A mind map is a diagram used to represent words, ideas, tasks or other items linked to and arranged radially around a central key word or idea. It is used to generate, visualize, structure and classify ideas, and as an aid in study, organization, problem solving, decision making, and writing [wikipedia].

Mind maps are a result of mind-mapping: a technique allowing to keep track of ideas generated while a brain-storm session (yes, it’s when people jot down as many ideas as they can and after that they “separate grains and tares” – choose the most brilliant ones). So, valuable thoughts are hierarchically organized as a tree. As any tree, mind map has nodes and leafs, i.e. nodes with no children.

mind map

Structural similarity between a mind map and a Fusebox project provides a basis for a conclusion that the former can be used to generate the latter (and vice versa). A glue between the two layers can be the XML format as most mind-mapping utilities can import from and export to it. A drawback of using XML is that almost every application has its own kind of the XML format our converter will have to deal with.

As long as mind-mapping utilities are concerned – there are a plenty of on-line tools and desktop applications (usually written in Java). We will decide in favour of Bubbl.us as the web site and FreeMind as example of a free desktop tool.

Bubbl.us is a web2.0 on-line application written in Flash, and it’s quite fun to work with it – for example, a deleting node can explode, so be aware! There is a feature of export to several graphical formats, so you can have a big glyph of your project on the wall. You can register if you want to save your masterpieces (so called ‘lazy registration’). Minus is that if you have too many items it could work a bit slower.

Preparing project structure at bubble.us. Export to XML feature is available in the right bottom

FreeMind is a Java tool so you can use it on many operating systems. It is not as fun as the previous one but it provides extensive export capabilities (XHTML format as well which allows a user to create a mapped image with links to a folding outline) and has some extra features – you can provide nodes with icons, lock nodes (protect with password) and search within a single branch.

Preparing a project structure in FreeMind. XML is available as .mm-file

Since Fusebox supports ColdFusion and PHP platforms, instruments for both platforms are available.

ColdFusion implementations can be found in the Tools part of the fusebox.org site. Among them are:

  • Fuseminder2 – Converts Mind Maps to Fusebox 3
  • Fuseminder – Generates a Fusebox 2.0 framework based on a mind mapping file
  • FuseminderPlus – Fuseminder for Fusebox 3
  • FuseminderFB4 – Fuseminder for Fusebox 4
  • MindFuser – Reads a Fusebox 2.0 application and generates an outline file

You can easily download them and give them a try.

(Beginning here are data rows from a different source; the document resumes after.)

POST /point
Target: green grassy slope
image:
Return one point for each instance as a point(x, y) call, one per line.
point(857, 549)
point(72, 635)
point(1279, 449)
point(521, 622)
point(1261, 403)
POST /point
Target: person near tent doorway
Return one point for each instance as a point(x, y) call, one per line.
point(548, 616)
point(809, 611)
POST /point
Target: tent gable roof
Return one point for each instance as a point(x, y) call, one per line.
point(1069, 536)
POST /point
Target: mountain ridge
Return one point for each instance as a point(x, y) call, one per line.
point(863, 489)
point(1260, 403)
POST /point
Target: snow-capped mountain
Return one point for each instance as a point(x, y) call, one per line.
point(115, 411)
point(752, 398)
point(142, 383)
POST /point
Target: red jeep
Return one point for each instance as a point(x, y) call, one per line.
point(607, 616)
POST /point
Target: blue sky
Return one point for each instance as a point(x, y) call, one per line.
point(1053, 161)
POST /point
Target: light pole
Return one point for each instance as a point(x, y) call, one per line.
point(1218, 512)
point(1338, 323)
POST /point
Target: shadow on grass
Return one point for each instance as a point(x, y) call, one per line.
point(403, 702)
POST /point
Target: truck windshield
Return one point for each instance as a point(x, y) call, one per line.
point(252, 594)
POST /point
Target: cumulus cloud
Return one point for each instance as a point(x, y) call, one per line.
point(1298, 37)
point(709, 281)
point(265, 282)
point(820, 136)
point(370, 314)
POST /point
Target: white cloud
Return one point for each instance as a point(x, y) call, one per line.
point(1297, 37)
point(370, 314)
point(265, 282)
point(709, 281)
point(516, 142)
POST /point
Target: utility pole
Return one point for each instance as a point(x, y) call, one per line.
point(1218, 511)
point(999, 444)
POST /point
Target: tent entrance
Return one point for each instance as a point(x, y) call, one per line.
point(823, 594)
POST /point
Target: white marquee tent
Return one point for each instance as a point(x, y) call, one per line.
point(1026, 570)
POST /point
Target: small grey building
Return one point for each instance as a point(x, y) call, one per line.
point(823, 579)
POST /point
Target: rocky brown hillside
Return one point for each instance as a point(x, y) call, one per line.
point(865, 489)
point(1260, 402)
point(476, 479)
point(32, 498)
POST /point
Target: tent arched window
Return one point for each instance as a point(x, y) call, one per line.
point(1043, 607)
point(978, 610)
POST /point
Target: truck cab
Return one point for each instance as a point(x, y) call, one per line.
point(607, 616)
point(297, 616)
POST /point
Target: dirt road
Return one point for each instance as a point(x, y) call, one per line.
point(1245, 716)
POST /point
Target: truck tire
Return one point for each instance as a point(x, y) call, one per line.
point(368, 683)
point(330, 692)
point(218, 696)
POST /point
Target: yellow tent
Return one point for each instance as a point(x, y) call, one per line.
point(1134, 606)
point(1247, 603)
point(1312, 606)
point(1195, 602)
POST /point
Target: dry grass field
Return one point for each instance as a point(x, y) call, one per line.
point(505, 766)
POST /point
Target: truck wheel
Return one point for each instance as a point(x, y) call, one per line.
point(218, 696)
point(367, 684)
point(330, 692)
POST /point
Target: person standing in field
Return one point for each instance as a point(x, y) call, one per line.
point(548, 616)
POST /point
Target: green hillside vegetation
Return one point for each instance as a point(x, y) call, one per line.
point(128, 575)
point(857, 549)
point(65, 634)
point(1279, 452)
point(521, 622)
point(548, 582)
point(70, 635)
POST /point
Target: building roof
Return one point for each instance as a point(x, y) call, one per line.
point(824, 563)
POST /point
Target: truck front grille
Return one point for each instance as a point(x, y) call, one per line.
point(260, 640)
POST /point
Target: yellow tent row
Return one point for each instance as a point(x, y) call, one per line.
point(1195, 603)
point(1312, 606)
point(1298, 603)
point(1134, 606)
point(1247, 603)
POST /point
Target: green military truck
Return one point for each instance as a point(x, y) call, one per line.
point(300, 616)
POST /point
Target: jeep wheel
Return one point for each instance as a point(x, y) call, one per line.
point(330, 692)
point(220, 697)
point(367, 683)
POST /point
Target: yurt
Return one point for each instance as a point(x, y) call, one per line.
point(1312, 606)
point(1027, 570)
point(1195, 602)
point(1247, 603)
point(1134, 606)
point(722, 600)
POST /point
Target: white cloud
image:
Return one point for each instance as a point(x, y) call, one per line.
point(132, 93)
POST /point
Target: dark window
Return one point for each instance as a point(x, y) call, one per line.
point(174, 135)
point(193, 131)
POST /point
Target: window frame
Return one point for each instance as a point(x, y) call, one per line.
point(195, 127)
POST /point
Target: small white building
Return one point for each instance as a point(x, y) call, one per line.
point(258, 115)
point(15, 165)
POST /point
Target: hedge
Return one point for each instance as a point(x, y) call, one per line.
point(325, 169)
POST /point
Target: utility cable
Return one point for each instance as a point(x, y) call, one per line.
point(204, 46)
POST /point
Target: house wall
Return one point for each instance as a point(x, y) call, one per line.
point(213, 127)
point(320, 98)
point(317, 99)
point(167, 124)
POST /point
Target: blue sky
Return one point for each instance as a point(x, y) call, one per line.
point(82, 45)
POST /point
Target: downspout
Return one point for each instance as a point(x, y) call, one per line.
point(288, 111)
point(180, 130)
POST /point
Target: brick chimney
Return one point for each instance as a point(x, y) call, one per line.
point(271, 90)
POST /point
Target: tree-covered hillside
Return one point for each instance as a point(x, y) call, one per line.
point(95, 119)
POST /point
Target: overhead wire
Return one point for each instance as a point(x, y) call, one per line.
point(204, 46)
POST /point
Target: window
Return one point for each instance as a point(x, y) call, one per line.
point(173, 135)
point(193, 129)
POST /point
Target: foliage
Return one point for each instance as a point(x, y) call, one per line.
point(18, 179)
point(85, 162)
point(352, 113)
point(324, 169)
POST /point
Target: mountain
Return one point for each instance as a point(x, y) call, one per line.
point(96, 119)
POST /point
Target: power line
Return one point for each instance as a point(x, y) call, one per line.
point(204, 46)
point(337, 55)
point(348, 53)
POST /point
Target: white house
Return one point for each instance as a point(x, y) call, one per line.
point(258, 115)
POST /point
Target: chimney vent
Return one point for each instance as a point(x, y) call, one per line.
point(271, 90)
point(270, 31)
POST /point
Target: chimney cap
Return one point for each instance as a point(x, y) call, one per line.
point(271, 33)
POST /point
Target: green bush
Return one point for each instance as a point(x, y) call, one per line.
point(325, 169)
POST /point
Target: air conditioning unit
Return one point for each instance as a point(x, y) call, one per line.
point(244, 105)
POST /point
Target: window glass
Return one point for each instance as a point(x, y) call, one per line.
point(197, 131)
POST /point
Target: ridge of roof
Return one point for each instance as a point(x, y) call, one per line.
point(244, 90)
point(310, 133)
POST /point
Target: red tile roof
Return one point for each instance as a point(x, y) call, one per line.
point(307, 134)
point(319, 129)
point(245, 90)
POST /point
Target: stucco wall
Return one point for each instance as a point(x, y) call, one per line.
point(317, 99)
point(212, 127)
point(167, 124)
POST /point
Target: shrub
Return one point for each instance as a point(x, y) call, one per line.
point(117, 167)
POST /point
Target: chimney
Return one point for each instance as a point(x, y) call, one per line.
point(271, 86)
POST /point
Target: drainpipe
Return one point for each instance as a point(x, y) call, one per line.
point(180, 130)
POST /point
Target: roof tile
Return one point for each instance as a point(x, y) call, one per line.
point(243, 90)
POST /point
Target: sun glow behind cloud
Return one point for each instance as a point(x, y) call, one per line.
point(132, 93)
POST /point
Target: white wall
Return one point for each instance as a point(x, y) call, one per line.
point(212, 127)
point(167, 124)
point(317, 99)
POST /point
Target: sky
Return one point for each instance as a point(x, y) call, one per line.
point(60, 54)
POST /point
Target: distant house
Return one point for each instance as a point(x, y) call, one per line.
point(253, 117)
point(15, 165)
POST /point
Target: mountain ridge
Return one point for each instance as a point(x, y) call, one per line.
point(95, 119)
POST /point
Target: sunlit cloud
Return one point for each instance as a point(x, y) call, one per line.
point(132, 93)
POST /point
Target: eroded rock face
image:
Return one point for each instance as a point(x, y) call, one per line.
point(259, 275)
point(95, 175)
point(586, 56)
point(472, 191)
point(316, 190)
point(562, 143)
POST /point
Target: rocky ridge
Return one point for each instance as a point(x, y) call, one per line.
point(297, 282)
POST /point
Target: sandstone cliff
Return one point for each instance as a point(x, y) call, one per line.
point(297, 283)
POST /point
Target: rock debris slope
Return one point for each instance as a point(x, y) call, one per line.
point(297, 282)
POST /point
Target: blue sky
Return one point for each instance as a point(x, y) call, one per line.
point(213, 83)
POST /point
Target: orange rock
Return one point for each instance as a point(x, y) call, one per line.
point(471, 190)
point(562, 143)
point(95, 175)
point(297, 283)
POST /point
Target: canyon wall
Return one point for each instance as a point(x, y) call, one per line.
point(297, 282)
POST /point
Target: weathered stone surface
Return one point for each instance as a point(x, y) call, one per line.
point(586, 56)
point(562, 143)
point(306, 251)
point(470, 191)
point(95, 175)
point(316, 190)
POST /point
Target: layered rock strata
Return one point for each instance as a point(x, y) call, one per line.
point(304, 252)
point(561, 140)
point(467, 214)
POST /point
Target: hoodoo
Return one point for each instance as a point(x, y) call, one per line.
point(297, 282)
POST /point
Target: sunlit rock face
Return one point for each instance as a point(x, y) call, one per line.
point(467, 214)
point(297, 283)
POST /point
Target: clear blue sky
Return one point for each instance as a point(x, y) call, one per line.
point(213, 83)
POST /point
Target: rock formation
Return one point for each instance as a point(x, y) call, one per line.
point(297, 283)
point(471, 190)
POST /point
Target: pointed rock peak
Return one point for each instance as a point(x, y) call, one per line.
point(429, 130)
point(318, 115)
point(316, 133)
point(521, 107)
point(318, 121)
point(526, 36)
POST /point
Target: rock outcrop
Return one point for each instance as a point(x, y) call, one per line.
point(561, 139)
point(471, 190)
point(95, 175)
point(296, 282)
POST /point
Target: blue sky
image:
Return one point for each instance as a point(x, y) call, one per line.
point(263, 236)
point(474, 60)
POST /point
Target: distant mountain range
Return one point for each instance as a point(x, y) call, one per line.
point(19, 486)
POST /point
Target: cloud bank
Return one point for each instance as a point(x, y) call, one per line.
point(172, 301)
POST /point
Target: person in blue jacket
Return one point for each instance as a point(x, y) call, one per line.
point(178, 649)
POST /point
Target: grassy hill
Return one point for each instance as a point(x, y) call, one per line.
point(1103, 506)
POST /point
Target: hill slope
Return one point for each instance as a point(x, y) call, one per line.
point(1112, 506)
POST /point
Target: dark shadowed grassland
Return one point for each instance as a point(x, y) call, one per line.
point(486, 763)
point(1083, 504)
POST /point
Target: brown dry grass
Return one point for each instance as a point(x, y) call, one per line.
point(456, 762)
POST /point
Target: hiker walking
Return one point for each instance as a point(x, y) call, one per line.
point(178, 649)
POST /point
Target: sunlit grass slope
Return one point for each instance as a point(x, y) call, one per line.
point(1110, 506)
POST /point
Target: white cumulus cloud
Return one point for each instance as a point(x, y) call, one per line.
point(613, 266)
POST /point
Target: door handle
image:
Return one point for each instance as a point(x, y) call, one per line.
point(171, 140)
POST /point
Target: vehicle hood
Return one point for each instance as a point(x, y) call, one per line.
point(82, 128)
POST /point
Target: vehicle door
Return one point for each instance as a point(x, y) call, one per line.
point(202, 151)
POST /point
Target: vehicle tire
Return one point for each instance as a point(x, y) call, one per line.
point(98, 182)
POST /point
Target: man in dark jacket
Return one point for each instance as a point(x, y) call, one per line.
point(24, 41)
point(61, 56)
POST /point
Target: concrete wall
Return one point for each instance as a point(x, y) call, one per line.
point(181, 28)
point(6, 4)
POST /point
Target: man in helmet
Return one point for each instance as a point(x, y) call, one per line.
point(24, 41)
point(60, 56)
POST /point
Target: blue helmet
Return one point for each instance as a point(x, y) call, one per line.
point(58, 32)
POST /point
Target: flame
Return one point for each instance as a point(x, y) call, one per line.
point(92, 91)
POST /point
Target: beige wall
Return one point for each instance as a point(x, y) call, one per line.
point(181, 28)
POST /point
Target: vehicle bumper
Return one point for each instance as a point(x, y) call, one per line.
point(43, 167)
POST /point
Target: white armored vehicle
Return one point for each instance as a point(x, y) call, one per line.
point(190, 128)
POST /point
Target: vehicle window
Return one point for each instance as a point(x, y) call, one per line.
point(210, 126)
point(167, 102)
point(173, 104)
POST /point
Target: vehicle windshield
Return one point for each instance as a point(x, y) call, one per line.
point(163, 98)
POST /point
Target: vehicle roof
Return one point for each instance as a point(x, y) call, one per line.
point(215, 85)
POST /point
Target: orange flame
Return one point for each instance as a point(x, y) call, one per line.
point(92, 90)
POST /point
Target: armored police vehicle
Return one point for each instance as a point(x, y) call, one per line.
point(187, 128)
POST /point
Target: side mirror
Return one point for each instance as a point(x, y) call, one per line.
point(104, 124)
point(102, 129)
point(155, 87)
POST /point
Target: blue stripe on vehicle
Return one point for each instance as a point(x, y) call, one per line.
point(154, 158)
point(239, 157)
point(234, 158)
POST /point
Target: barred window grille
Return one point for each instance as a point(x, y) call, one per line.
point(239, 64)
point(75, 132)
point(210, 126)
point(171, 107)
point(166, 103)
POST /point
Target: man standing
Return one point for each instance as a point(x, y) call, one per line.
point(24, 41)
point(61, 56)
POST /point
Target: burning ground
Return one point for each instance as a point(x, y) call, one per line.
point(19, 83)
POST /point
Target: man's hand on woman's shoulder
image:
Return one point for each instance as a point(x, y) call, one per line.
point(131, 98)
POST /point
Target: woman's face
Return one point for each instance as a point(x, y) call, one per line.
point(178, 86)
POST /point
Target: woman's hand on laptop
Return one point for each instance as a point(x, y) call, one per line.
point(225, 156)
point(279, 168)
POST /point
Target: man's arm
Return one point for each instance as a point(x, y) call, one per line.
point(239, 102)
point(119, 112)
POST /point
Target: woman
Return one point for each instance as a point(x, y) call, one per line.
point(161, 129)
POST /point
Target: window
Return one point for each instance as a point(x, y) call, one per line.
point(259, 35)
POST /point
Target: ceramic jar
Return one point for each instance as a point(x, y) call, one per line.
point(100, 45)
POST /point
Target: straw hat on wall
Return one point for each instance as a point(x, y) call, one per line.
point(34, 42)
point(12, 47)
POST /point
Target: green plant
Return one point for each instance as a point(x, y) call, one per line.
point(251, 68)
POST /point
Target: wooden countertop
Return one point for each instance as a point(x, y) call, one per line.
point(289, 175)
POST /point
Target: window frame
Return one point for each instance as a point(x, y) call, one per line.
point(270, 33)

There is not so many tools written in PHP. One of a kind is the Fusebox Manager supporting several XML formats. This package implements a code generator that takes project definition and generates PHP code to implement the Fusebox methodology. The generated code uses a run-time PHP framework also provided within the package to deploy projects using this methodology all in PHP. For now it works in only one direction – it generates a Fusebox application from a mind map, but it’s planned to add backward function, so that you could use it for existing Fusebox projects to manage them visually and then save back as a bunch of PHP files.

Fusebox Manager at work

All in all, the day when you would be able to create a whole project by several movements of your mouse is not as far as you may think.